Just a few months ago, there was an incident in which KBA made biased assessments by applying favorable terms for their members. On July 11th, KBA announced its self-regulatory assessment results of 12 crypto-exchanges: an "All Pass."
The 12 screened exchanges were Bithumb, UPbit, GoPax, OKCOIN Korea, Huobi Korea, Hanbitco, Neoframe, Coinzest, Coinplug, DexKo, Korbit, and Coinone.
After a lengthy six-month assessment, all 12 exchanges earned a pass ticket. Assessment scores or ratings were not disclosed. The Association explained that all of these crypto-exchanges fulfilled the basic security requirements.
"Rigorous evaluation took place based on a minimum set of standards that have been shared beforehand," said, Commissioner Jeon Ha-jin of Self-Regulatory Committee. "Passing the assessment does not imply perfect security or service, but it shows that the company fulfilled basic elements necessary for user protection."
To this end, the crypto-market is responding, "the Association and members are putting on a show to cover up hacking incidents and allow the issuance of new accounts."
In fact, the KRW 19 billion worth hacking incident of Bithum, a VIP client of KBA, had great repercussion for the market on September 20th, and UPbit was also involved in a hacking scandal on October 9th. Moreover, UPbit’s transaction was suspended temporarily on the very day KBA announced the self-regulatory assessment results.
Security incidents in crypto-exchanges have continued in recent years. In June, Coinrail suffered a hack attack, which lead to the loss of KRW 40 billion. Prior to Coinrail, Yapizon (now Ubit) was hacked for KRW 5.5 billion worth of bitcoins in April last year, and was hacked again in December after changing its name to Ubit, witnessing a loss worth KRW 17.2 billion. In about a year, KRW 100 billion worth of stolen wealth evaporated due to hacks.
Against this backdrop, KBA spent six months carrying out the so-called "self-regulatory assessment," but the results in and of itself cannot be used to determine which crypto-exchanges are safe. The assessment simply appears to be a granting of free pass by the Association to its member crypto-exchanges.
◆ Assessment comprised only of document review and exchange desk employee interview?
It is said that even "experts don’t know" how to do a security evaluation for crypto-exchanges. The fact that the assessment only comprised of a document review and a crypto-exchange employee interview shows how poor the overall screening process was.
The Self-Regulatory Committee of KBA carried out a month-long assessment beginning in May based on the Self-Regulatory Framework, which consists of general and security categories.
The process initially underwent a document review, following the document submission by the 12 member crypto-exchanges on May 1st. It was a two-track evaluation of general assessment and security assessment.
On May 30th, the Self-Regulatory Committee members interviewed the working level managers and executives per company based on the resubmitted materials, following a request to provide supplement documents.

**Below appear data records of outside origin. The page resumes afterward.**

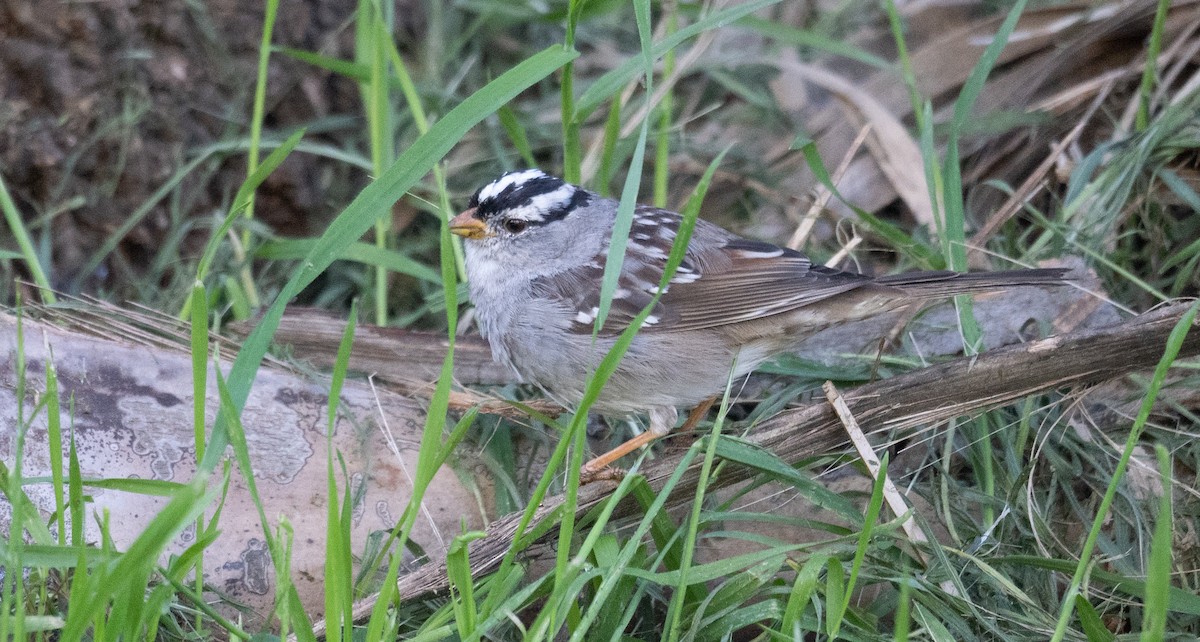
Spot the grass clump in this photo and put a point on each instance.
(1024, 521)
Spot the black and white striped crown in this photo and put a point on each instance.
(532, 195)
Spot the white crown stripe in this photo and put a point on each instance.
(493, 189)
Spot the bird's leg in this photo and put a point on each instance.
(661, 421)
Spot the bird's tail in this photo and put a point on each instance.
(946, 283)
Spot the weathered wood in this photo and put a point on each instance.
(133, 419)
(918, 399)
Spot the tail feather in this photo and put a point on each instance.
(947, 283)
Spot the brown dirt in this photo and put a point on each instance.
(102, 102)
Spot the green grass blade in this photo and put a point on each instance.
(27, 246)
(1174, 342)
(1158, 579)
(361, 213)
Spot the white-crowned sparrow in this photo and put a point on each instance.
(535, 256)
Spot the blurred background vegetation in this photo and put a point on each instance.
(129, 129)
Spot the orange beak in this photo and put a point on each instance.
(467, 226)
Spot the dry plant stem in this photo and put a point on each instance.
(867, 453)
(825, 193)
(917, 399)
(1032, 183)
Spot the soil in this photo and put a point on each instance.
(102, 102)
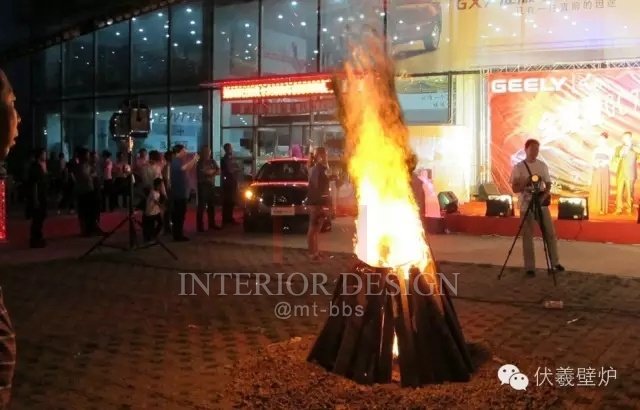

The general assessment categories were financial information, provision of basic and investment information of users, complaints management system, asset protection for users, exchange desk ethics, and anti-money laundering.
There were in total 28 detailed categories including, equity capital of KRW 2 billion and over, management method and announcement of owned assets, coin listing process, complaints management system, owning 70% and over cold wallets, and anti-manipulation of market prices.
"It took only one month to intensively review the 28 assessment categories for 12 exchanges," said one industry expert, questioning "How can one find security loopholes when screenings are done in a way where instructions are given to supplement parts that came up short during the document review, which is then followed by interviewing a crypto-exchange employee?"